We evaluate the skill of a European winter surface air temperature reconstruction over the last 500 years using pseudoproxies obtained from the ECHO-G and HadCM3 climate models. The emphasis is thereby on the effect of the reduction of available predictors back in time, an issue that has not yet been investigated in detail at continental and seasonal scale. It is found that the key factor in determining the reconstruction skill is the number of predictors and particularly their spatial distribution. However considering the usually insufficient spatial and temporal predictor availability in paleo-reconstructions, the quality of the predictors becomes more important further back in time. Not surprisingly, the lowest reconstruction skill is found in the early period when the predictor network is reduced. Important differences between ECHO-G and HadCM3-based pseudoproxy reconstructions are discussed and implications for future analyses are presented.
 Reconstructions of past climate have recently been subject to investigative studies centering on their ability to appropriately reproduce low-frequency temperature variability [von Storch et al., 2004; Mann et al., 2005, 2007; Rutherford et al., 2005; Bürger et al., 2006; Wahl et al., 2006; Wahl and Ammann, 2007]. These studies were performed using AOGCMs as a numerical laboratory in which reconstruction methods as well as their potential limitations can be tested and assessed by deriving proxy records from the model climate, so-called “pseudoproxies”. This approach thereby proved to be a valuable tool to determine the dependence of the reconstruction skill on the temporal availability and spatial distribution of predictors, their quality as well as the statistical model applied. This is a crucial contribution to identify and possibly quantify reconstruction uncertainties and thus to improve our knowledge of past climate variability.
 This study tests the winter reconstruction of European land surface air temperature over the last 500 years by Luterbacher et al.  (hereinafter referred to as L04) using pseudoproxies (see Figure 1) obtained from the AOGCMs ECHO-G [von Storch et al., 2004] and HadCM3 [Tett et al., 2007]. The L04 reconstruction appears particularly qualified since it allows testing the influence of various factors on the reconstruction skill: First, the regression method used by L04 is a nested approach, i.e. separate regression models were calculated for each different proxy network available over the 500 years. Around 100 models had to be calibrated/verified and reconstructed to obtain a European winter temperature reconstruction. This method thus allows the testing of the impact of a spatially and temporally reduced predictor network within a single predictor set. Previous studies also tested the influence of an increasingly sparse network by using different models, however each one with a constant number of predictors over the reconstruction period [Mann and Rutherford, 2002; Rutherford et al., 2003; Zorita et al., 2003; von Storch et al., 2004, supplementary online material; Mann et al., 2007]. Secondly, the L04 reconstruction is suitable for testing the impact of the quality of the predictors on the reconstruction skill since it is based on a large number of instrumental data primarily after 1750 (Figure 1, bottom) and proxy information (temperature indices based on documentary evidence, ice core based temperature reconstructions, sea ice conditions, etc.) before.
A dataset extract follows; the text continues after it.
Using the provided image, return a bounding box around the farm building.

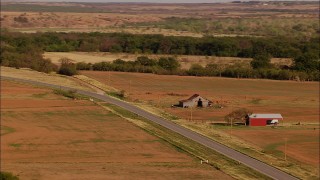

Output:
[247,114,283,126]
[179,94,212,108]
Finally, the L04 reconstruction covers European land areas at seasonal resolution, in contrast to previous pseudoproxy based studies which addressed annually resolved reconstructions on hemispheric or even global scale. It is therefore reasonable to perform a pseudoproxy based study on a smaller temporal (sub-annual) and spatial scale with a generally larger temperature amplitude. This serves as a test for scale dependencies that might possibly help explaining the loss of amplitude in low-frequency temperature variability in some regression-based reconstructions of past climate [von Storch et al., 2004; Bürger et al., 2006; also discussed in Mann et al., 2005, 2007; Wahl et al., 2006; Wahl and Ammann, 2007].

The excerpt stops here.